十字型のアルミホイールはネジからイメージ
──サイド面ではドア下のガーニッシュと、サイドシル部のアンダーガーニッシュが「ギア風」ですが、ライバルではホイールアーチを塗装してブラック部分を増やしていますね?
「新型はもともとコンテナハウスをモチーフとした頑丈なイメージが特徴ですし、ホイールアーチ部も強い造形になっているので、さらにガーニッシュを追加する必要はありません。また、ブラック部分の面積はあまり広すぎると『カッコよさ、タフな男性らしさ』が勝ってしまい、誰もが乗れる『無骨かわいい』から外れてしまうと考えたんです」
──先代のホイールは鉄チン風のアルミでしたが、今回は新しい表現ですね。
「じつは先代もマイナーチェンジ後には十字タイプのアルミに変わっていたんですよ。新型はこれをさらに進化させたく、『ガジェット感』からネジをモチーフとしました。あたかも巨大なドライバーでコンテナハウスのネジを締めるイメージですね」
──次にボディカラーについてお聞きします。新型ではミモザイエローパールメタリック、ソフトベージュメタリック、モスグレーメタリックが初採用ですが、その意図を教えてください。
「先代はより明るく元気なカラーリングでしたが、アウトドアの日常化を意識して、より低彩度の色合いとしました。また、モスグレーメタリックは 『ベース』で非常に人気のあった色で、今後ギアでも人気が出るのでは? と思っています(笑)」
──エンブレムやサイドガーニッシュ、インテリアなど、新型はオレンジがアクセントになっていますが、なぜオレンジなのでしょう?

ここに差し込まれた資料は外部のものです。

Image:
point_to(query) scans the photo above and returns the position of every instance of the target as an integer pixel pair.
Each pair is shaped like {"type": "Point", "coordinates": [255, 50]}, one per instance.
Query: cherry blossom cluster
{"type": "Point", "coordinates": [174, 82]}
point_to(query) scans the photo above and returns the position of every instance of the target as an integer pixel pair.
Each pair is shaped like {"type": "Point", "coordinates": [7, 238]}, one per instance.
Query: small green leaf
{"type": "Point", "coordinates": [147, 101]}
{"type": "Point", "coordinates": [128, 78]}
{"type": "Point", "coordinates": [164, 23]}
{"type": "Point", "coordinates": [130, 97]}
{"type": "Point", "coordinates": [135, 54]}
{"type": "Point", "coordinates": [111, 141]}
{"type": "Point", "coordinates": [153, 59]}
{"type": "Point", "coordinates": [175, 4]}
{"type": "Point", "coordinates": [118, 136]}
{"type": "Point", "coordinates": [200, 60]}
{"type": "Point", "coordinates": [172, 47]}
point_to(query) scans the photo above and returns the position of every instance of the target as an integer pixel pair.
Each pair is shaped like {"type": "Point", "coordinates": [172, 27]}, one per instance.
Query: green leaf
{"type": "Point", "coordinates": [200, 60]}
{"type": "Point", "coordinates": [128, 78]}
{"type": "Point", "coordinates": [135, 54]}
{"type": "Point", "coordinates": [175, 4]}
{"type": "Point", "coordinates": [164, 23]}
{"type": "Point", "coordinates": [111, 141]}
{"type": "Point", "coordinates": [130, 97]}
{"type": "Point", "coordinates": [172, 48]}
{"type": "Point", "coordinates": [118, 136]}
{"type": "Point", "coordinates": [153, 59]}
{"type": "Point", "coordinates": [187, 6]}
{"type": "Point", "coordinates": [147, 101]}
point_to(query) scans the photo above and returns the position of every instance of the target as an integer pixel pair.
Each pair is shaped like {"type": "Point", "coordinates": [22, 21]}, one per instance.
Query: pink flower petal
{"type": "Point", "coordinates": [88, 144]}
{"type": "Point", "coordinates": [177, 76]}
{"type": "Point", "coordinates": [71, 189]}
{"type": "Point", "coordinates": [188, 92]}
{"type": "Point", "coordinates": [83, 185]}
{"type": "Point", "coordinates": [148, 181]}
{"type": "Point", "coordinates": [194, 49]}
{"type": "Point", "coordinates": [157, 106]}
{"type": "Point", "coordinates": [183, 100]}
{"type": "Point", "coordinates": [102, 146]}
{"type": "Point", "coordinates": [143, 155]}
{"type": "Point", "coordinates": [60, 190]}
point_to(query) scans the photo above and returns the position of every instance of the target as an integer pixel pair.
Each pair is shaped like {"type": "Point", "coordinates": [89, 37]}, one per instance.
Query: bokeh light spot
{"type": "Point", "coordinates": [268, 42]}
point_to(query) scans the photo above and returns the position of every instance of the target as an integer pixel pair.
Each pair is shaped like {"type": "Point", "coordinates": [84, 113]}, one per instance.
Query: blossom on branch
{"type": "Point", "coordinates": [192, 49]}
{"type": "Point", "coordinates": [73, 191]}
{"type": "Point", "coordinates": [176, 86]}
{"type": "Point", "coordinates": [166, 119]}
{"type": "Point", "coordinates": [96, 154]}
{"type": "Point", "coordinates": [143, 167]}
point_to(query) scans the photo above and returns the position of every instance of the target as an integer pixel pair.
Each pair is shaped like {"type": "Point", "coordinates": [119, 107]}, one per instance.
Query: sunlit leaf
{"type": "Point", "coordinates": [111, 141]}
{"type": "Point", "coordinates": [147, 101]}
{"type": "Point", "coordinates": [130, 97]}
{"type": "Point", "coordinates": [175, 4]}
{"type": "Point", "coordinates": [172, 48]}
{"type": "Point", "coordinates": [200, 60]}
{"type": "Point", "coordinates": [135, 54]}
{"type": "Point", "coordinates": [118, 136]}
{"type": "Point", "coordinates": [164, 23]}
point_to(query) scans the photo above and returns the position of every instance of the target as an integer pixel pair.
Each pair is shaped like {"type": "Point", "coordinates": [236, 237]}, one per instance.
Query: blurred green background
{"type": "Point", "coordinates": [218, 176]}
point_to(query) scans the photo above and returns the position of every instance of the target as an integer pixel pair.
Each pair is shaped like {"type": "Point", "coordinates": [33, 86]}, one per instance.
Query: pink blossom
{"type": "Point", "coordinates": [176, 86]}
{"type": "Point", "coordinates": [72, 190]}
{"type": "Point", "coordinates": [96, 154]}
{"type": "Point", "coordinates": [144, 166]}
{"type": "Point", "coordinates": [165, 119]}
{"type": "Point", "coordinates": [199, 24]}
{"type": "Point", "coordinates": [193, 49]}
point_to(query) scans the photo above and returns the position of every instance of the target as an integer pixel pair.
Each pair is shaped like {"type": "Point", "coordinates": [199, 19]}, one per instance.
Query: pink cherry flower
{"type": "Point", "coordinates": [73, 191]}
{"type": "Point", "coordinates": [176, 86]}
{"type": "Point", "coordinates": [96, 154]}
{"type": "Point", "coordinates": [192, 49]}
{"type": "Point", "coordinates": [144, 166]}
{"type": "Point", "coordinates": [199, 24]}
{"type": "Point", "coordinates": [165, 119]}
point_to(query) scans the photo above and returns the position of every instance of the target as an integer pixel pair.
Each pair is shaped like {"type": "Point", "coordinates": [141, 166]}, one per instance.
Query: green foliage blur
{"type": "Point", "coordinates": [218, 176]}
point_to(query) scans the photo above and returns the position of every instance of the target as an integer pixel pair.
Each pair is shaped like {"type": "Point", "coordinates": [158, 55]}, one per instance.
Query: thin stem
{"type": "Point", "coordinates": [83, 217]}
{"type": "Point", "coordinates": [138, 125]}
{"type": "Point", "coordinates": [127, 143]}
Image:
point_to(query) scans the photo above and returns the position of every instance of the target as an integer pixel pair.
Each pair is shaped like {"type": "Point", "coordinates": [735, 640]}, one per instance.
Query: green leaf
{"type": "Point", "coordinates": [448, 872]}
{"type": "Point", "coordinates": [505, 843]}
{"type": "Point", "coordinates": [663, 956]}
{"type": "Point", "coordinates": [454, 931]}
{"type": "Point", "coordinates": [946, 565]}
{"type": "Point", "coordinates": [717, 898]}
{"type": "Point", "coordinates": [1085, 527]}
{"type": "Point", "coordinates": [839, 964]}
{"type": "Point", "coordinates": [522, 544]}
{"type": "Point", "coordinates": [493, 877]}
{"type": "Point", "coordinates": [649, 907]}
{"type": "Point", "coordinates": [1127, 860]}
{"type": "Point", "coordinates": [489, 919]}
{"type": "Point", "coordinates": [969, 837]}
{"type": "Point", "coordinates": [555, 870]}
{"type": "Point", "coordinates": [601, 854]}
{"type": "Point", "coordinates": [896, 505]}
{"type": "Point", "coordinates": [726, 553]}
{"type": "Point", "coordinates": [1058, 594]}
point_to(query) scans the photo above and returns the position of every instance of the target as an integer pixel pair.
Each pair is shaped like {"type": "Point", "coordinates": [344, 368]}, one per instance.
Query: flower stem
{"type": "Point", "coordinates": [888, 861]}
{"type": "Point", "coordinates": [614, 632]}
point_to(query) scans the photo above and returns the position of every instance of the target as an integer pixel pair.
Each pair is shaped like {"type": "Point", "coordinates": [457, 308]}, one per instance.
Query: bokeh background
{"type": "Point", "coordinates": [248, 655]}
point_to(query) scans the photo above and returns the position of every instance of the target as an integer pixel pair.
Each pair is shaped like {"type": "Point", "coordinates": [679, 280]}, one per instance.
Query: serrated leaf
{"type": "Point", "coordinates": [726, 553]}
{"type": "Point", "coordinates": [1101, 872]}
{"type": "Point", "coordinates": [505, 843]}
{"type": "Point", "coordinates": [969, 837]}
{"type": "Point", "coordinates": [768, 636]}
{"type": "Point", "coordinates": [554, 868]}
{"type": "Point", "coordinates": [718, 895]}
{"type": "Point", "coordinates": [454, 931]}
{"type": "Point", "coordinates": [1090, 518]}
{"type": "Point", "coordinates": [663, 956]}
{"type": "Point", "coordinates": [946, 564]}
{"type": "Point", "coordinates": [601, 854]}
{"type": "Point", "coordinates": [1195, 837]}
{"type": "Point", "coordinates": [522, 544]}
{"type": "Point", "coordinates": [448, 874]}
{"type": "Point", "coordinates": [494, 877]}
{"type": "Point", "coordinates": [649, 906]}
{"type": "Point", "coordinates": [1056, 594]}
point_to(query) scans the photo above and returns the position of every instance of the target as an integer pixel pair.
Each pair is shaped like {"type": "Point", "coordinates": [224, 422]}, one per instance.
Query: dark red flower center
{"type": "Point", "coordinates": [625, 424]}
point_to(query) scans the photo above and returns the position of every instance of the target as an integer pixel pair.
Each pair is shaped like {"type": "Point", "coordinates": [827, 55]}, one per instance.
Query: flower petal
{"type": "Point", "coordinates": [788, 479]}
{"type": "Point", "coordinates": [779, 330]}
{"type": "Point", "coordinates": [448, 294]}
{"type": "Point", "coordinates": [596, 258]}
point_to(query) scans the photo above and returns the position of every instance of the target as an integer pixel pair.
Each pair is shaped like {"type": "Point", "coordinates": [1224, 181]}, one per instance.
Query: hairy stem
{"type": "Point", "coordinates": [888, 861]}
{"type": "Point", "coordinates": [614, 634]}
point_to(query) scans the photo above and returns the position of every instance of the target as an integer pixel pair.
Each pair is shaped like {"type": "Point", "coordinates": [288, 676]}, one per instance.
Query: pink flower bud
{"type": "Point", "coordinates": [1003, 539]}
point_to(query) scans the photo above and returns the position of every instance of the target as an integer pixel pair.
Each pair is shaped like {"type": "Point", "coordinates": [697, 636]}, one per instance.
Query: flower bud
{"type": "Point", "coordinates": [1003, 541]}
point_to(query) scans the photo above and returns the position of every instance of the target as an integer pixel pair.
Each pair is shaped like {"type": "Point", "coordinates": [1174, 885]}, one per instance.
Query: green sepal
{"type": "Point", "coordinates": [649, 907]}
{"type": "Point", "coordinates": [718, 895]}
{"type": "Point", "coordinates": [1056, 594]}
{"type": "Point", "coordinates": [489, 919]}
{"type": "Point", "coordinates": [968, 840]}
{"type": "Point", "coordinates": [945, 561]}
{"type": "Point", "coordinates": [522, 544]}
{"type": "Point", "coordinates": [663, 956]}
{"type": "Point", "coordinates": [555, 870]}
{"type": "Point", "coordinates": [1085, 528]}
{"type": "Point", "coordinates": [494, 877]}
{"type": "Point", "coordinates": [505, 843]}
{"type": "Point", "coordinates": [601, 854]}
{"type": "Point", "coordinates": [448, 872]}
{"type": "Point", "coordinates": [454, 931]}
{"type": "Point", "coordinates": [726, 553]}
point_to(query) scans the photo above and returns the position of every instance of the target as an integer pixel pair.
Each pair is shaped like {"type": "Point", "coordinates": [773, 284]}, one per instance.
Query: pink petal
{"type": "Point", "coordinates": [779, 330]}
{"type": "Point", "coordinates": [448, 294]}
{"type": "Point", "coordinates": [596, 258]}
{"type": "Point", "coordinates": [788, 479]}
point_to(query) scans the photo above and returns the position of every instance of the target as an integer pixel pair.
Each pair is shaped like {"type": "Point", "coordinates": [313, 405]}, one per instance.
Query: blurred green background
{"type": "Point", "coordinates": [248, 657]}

「アウトドアで使われるカラーをいろいろ検討したのですが、冒険心や心の高まりを期待する色としてオレンジとしました。オレンジ自体は先代も使っていたのですが、よりハードな機能性を意識して、赤味を加えた彩度の高いオレンジとしています」
CMFデザインの可能性を拡げる取り組み
──次にインテリアについてうかがいます。インパネなどグリーンの配色が特徴的ですが、実車を見ると写真よりかなり彩度の低い緑ですね。
「そうですね。アウトドアらしいアースカラーをいろいろ検討したのですが、造形との相性、オレンジのアクセントカラーや車体色との組み合わせも考え、より彩度の低いカーキグリーンとしました。インパネ部は、標準車ではビッグトレー全面を、カスタムでは上部のみ配色していますが、ギアでは道具感を出すためインパネボックスまわりまで色を入れているんです」
──逆に、ドア内張りを見るとグリーン塗装は上部のみになっていますね。
「じつは、新型のインテリアは色を入れられる部分がいっぱいあるんです(笑)。そこでスケッチもかなり描いたのですが、ドア部については標準車やカスタムのように広く塗るとイチバンの見せ場にしたいインパネボックスまわりが目立たなくなってしまうんです。ギアのインテリアの最大の特徴は、ツールボックスのように分厚く頑丈に見せたトレー下のビード造形です。そこに視線が集まるようドアはL字加飾のみ塗ったワケです」
──シート表皮はギア独自のものですが、模様など、どのような意図があったのでしょう?
「ギアらしいタフなイメージに加え、はっ水効果がひと目で伝わるものとしました。表皮はエンボス加工をしているのですが、高低差が大きいとタフさが出る一方でツヤ感が減ってしまうので、そのバランスが難しかったですね。模様はタイヤの溝や歯車、外装の多角形などを意図しているんですよ」
──では最後に。ギアがひとつのジャンルを築いたように、特別仕様車を含めたスズキのCMFデザインの提案は非常に積極的です。この点、現場でもそうした意識はあるのでしょうか?
「じつは私たち自身もそう思っています(笑)。スズキは『小・少・軽・短・美』を行動理念としていますが、コストを抑えつつもベース車とは異なる世界観をより多くの人に届けたいと考えていて、ドンドン提案を進める社風がありますね。とくに日常使いの多い軽自動車では、いい意味でクルマ過ぎない提案も多いと思います。その点も含め、他社さんとは違うと感じていますね」
──現場でもそうした意識があったんですね。本日はありがとうございました。